The Rankine cycle closely describes the processes in steam-operated heat engines commonly found in most of thermal power plants. The heat sources used in these power plants are usually the combustion of fossil fuels such as coal, natural gas, or also the nuclear fission.
A nuclear power plant (nuclear power station) looks like a standard thermal power station with one exception. The heat source in the nuclear power plant is a nuclear reactor. As is typical in all conventional thermal power stations the heat is used to generate steam which drives a steam turbine connected to a generator which produces electricity.
Typically most of nuclear power plants operates multi-stage condensing steam turbines. In these turbines the high-pressure stage receives steam (this steam is nearly saturated steam – x = 0.995 – point C at the figure; 6 MPa; 275.6°C) from a steam generator and exhaust it to moisture separator-reheater (point D). The steam must be reheated in order to avoid damages that could be caused to blades of steam turbine by low quality steam. The reheater heats the steam (point D) and then the steam is directed to the low-pressure stage of steam turbine, where expands (point E to F). The exhausted steam then condenses in the condenser and it is at a pressure well below atmospheric (absolute pressure of 0.008 MPa), and is in a partially condensed state (point F), typically of a quality near 90%.

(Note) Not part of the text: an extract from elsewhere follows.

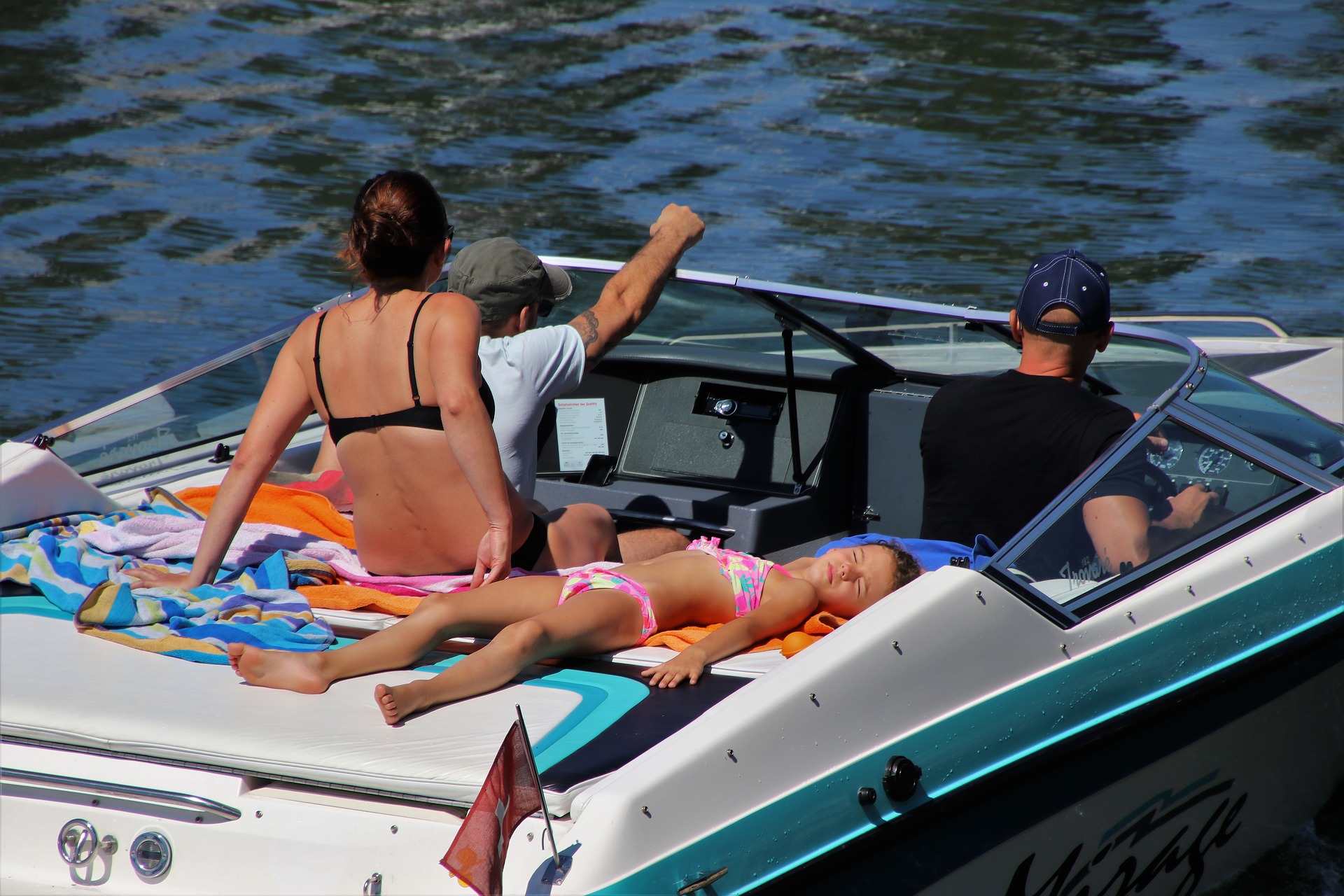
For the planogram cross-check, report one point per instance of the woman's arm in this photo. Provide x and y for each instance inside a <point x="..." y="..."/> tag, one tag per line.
<point x="790" y="606"/>
<point x="456" y="371"/>
<point x="283" y="409"/>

In this case, steam generators, steam turbine, condensers and feedwater pumps constitute a heat engine, that is subject to the efficiency limitations imposed by the second law of thermodynamics. In ideal case (no friction, reversible processes, perfect design), this heat engine would have a Carnot efficiency of
= 1 – Tcold/Thot = 1 – 315/549 = 42.6%
where the temperature of the hot reservoir is 275.6°C (548.7K), the temperature of the cold reservoir is 41.5°C (314.7K). But the nuclear power plant is the real heat engine, in which thermodynamic processes are somehow irreversible. They are not done infinitely slowly. In real devices (such as turbines, pumps, and compressors) a mechanical friction and heat losses cause further efficiency losses.

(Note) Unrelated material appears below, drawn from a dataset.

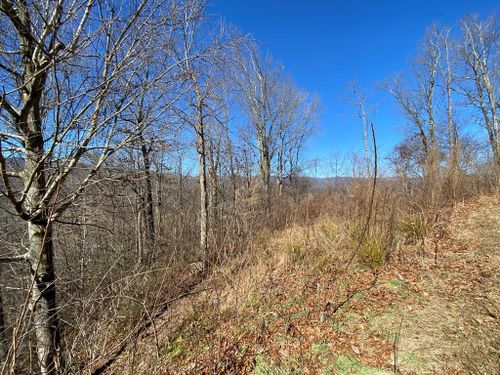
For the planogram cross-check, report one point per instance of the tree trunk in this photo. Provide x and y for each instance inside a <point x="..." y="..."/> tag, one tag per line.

Therefore nuclear power plants usually have efficiency about 33%. In modern nuclear power plants the overall thermodynamic efficiency is about one-third (33%), so 3000 MWth of thermal power from the fission reaction is needed to generate 1000 MWe of electrical power.
According to the Carnot’s principle higher efficiencies can be attained by increasing the temperature of the steam. But this requires an increase in pressures inside boilers or steam generators. However, metallurgical considerations place an upper limits on such pressures. From this point of view, supercritical water reactors are considered a promising advancement for nuclear power plants because of its high thermal efficiency (~45 % vs. ~33 % for current LWRs). SCWRs are operated at supercritical pressure (i.e. greater than 22.1 MPa).